TDD Workflow in Rust

20 min read

Test-driven development (TDD) is the red → green → refactor loop: write a failing test, write the minimum code to pass it, then clean up with the test as a safety net. The mechanics you know from Jest or Vitest carry straight over, but Rust adds one twist worth internalizing up front — because Rust is compiled and statically typed, your first “red” is often a compile error, not a failing assertion. This file shows how to run that loop comfortably in Rust, including how to get Vitest-style instant re-runs on save.


A typical TDD session with Vitest.
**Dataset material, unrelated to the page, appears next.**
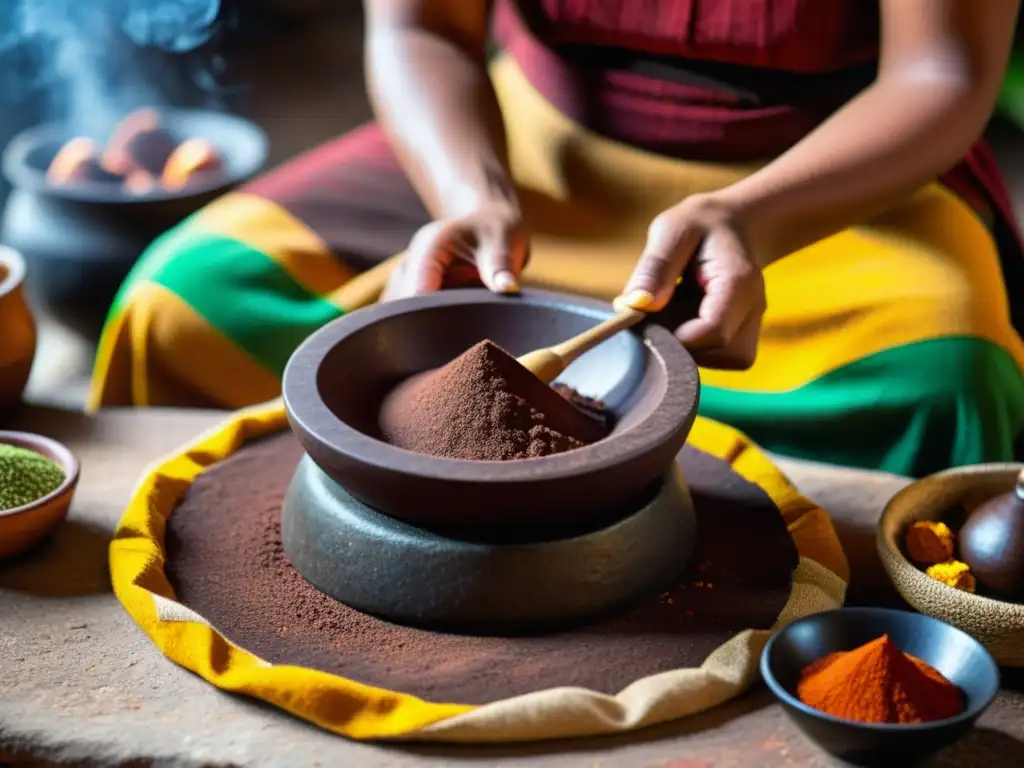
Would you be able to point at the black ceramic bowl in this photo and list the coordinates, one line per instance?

You start the runner in watch mode, and it re-runs the relevant tests every time you save.

slugify.test.ts
import { describe, it, expect } from "vitest";
import { slugify } from "./slugify";
describe("slugify", () => {
it("lowercases and hyphenates", () => {
expect(slugify("Hello World")).toBe("hello-world");
});
});
// slugify.ts — the very first stub, written to make the test *compile* but fail
export function slugify(title: string): string {
return "";
}

You launch the watcher once and leave it running:

Terminal window
npx vitest # watch mode by default in a TTY; `vitest run` is single-shot

The watcher reports a failure, you flesh out slugify, save, and within milliseconds it flips to green. The feedback loop is the product: you almost never type npx vitest a second time.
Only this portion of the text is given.